Good governance, transparency, and zero tolerance must form the basis of any anti-corruption strategy. Changes must be implemented in society at large for reform to be sustained. Better governance requires rigorous legislation and functioning administrative mechanisms to provide fiscal oversight. Ethical standards of conduct must be explicitly established and staff held accountable for their performance. Punitive measures should be available to serve as a deterrent. Honest behaviour must be rewarded. These policies may be ineffective, however, unless healthcare professionals are assured of a decent salary and fair opportunities for professional growth.9
A simple yet powerful model for change is presented by the “transparency wall” that appeared in villages under the Mahatma Gandhi National Rural Employment Guarantee Act. Through information sharing, communities were empowered to monitor disbursement of funds under the scheme and prevent malpractice.10 Similarly, the Right to Information Act provides a powerful tool to bolster the involvement of citizens in government functioning and to hold public officials accountable.11
It will be challenging for patients and doctors to take on a system mired in corruption. Simple and effective channels for complaints must be established, and appropriate legal support and protection provided to whistleblowers. Looking deeper, underlying issues such as education and social justice must not be forgotten if the battle against corruption is to be sustained and eventually won. Answers may also lie outside the world of medicine. People for Better Treatment—an organisation set up by an expatriate Indian doctor whose wife died after a medical mishap—is campaigning to hold the medical profession accountable by including people from outside medicine on regulatory bodies.12
Success in tackling corruption in healthcare is possible, even if it is initially limited, as anti-corruption bodies in the United Kingdom and US have shown.4 13 Doctors have allowed sleeping dogs to lie for too long because of fear, lethargy, and complicity. It is time to reflect and hold ourselves and our peers accountable. Professional standards of conduct must be instilled early through ethics training in the undergraduate medical curriculum.14 These ethical standards must be upheld throughout medical careers to influence colleagues and the broader community.

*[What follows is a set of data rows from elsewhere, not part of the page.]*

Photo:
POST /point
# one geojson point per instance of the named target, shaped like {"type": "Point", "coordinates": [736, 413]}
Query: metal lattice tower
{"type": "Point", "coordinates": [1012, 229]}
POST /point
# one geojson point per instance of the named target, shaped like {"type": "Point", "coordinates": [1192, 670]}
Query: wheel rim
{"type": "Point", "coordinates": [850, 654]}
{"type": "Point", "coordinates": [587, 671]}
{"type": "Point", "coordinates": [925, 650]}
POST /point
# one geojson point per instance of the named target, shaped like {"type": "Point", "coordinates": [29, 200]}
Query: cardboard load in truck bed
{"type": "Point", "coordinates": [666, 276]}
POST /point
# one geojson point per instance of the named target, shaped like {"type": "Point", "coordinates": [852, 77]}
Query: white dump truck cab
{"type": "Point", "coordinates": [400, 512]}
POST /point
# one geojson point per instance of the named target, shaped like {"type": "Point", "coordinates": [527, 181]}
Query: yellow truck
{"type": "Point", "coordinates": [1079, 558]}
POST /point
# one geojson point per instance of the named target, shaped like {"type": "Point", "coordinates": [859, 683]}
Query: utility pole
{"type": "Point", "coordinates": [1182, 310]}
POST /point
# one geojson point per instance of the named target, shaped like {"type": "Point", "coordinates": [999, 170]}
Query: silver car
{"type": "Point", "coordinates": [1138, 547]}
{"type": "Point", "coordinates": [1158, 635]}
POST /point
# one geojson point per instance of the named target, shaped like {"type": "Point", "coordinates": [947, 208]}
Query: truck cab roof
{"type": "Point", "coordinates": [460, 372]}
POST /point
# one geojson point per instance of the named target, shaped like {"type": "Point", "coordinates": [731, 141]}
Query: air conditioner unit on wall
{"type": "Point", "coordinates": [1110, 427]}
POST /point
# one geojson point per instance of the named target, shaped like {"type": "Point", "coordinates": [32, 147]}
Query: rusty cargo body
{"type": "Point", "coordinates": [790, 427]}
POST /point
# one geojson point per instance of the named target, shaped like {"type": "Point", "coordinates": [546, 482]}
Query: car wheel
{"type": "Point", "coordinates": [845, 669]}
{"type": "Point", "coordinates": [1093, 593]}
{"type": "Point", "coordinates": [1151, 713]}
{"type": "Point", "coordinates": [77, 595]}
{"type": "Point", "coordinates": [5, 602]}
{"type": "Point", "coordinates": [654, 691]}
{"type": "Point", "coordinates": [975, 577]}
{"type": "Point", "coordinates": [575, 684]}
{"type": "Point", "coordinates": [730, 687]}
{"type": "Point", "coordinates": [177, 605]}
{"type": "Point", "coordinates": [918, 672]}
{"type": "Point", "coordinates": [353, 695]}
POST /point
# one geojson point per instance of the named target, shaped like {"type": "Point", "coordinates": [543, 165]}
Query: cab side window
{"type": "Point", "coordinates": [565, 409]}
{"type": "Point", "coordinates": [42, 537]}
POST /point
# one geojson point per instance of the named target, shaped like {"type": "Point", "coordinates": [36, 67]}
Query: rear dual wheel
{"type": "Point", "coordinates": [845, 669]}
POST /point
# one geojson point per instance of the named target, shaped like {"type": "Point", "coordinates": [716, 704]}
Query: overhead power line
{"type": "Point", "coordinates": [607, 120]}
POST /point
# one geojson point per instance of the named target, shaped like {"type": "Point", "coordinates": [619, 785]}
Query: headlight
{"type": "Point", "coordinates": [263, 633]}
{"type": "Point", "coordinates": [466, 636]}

We plan to launch a campaign against corruption in medicine, which will begin with a focus on India. We know that India is not alone, but if we can defeat corruption in India we believe it is possible to tackle it for the benefit of millions of people in other countries with similar health ecosystems.
We urge an international fight back against kickbacks. Join us.
Cite this as: BMJ 2014;348:g4184
Competing interests: We have read and understood BMJ policy on declaration of interests and declare the following interests: None.
Provenance and peer review: Commissioned; not externally peer reviewed.